For SGLT1, there was no significant difference between the KO mice and WT controls in plasma insulin dynamics, although plasma insulin concentration was low in both types of mice (Table 3, Fig. 9). There was a significant main effect of genotype and a significant interaction of genotype × time on blood glucose dynamics. This reflects the fact that blood glucose concentration barely rose above baseline in the KO mice (F4,36 = 3.3, P < 0.03); it exceeded baseline only 60 min after initiating licking (Dunnett’s multiple comparison test, P < 0.05). This shows that SGLT1 is necessary for absorption of glucose but not for eliciting a plasma insulin response to ingested glucose.

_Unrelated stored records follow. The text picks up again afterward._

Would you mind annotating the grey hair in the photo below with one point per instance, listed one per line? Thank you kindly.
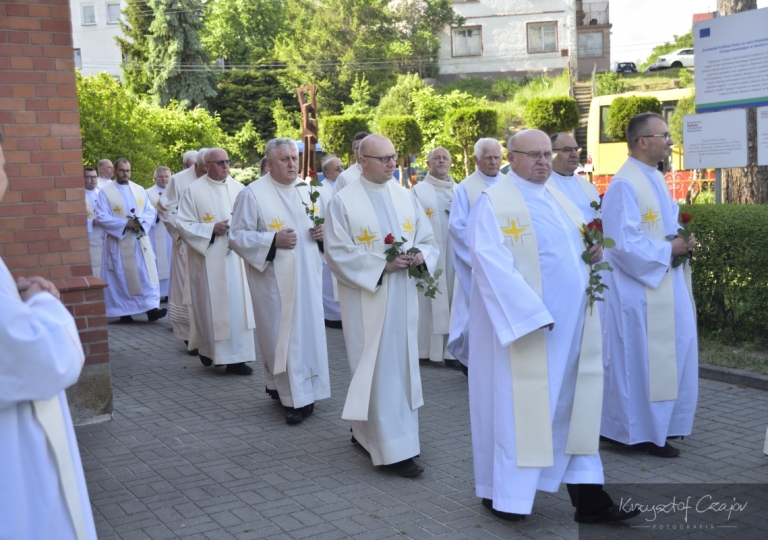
(280, 142)
(485, 142)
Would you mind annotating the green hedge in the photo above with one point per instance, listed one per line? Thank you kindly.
(730, 270)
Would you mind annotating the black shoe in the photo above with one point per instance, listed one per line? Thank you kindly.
(612, 513)
(293, 416)
(207, 362)
(659, 451)
(406, 468)
(239, 369)
(155, 314)
(506, 516)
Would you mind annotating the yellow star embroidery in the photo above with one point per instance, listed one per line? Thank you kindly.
(276, 225)
(650, 217)
(514, 230)
(366, 237)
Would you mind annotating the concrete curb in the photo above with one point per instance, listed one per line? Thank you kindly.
(733, 376)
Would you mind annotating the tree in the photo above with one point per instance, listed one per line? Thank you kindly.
(623, 109)
(134, 47)
(552, 115)
(176, 56)
(469, 124)
(748, 185)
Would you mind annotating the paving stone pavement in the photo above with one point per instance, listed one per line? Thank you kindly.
(193, 453)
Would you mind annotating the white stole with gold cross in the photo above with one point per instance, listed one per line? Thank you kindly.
(528, 354)
(367, 234)
(126, 245)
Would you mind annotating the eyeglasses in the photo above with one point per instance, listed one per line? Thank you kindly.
(568, 150)
(384, 159)
(536, 156)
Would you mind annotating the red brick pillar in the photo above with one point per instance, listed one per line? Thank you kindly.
(43, 228)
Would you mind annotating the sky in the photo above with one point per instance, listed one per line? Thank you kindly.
(640, 25)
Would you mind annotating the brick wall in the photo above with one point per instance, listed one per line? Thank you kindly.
(42, 216)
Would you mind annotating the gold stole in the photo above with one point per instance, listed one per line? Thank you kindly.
(127, 249)
(528, 354)
(367, 234)
(441, 310)
(660, 302)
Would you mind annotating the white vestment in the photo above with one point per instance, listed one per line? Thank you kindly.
(117, 296)
(458, 342)
(391, 433)
(504, 308)
(639, 262)
(42, 487)
(305, 377)
(436, 197)
(95, 233)
(159, 237)
(179, 296)
(216, 274)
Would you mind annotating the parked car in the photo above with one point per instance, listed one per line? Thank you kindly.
(624, 67)
(678, 58)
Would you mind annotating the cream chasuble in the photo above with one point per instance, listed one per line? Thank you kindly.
(223, 315)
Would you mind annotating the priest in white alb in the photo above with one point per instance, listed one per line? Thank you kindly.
(162, 243)
(488, 156)
(651, 346)
(535, 379)
(273, 234)
(128, 266)
(379, 305)
(435, 193)
(221, 304)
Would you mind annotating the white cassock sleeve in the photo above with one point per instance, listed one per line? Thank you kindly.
(642, 258)
(513, 307)
(248, 235)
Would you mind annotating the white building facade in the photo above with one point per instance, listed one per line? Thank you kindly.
(94, 28)
(509, 38)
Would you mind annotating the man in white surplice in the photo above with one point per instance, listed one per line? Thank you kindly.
(43, 493)
(223, 316)
(354, 171)
(487, 156)
(162, 243)
(128, 266)
(435, 193)
(535, 375)
(273, 234)
(379, 305)
(650, 346)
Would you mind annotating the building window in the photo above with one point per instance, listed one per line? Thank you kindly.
(113, 13)
(88, 14)
(542, 37)
(467, 41)
(591, 45)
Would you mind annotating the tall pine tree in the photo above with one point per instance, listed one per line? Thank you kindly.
(178, 62)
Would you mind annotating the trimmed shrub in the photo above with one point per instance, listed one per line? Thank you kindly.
(552, 115)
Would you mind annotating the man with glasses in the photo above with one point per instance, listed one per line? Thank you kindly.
(379, 304)
(488, 156)
(650, 344)
(223, 316)
(124, 211)
(578, 189)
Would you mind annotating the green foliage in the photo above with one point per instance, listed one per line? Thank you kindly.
(552, 115)
(337, 132)
(679, 42)
(623, 109)
(730, 270)
(610, 83)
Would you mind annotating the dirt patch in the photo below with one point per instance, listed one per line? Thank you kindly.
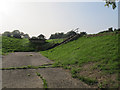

For Sur1, there were significant differences between the KO and WT mice in both plasma insulin and blood glucose dynamics (Table 3, Fig. 9). Most importantly, the interaction of genotype × time was significant for plasma insulin, reflecting the absence of an insulin spike during the 5-, 30-, and 60-min sampling periods in Sur1 KO mice. This latter result helps explain why the Sur1 KO mice exhibited such poor glucose tolerance. Thus, Sur1 is necessary for normal plasma insulin and blood glucose responses to ingested glucose.
Experiment 7: is Sur1 necessary for normal taste-mediated licking for sugars?
If the taste-mediated attraction to sugars is dependent on KATP signaling, then genetic deletion of Sur1 should attenuate taste-mediated licking for glucose or sucrose. Figure 10 shows that Sur1 KO and WT mice both exhibited robust concentration-dependent increases in licking for both sugars in brief access tests (P < 0.0001) and that there was no effect of genotype. It follows that Sur1 is not necessary for the normal taste-mediated attraction to glucose or sucrose.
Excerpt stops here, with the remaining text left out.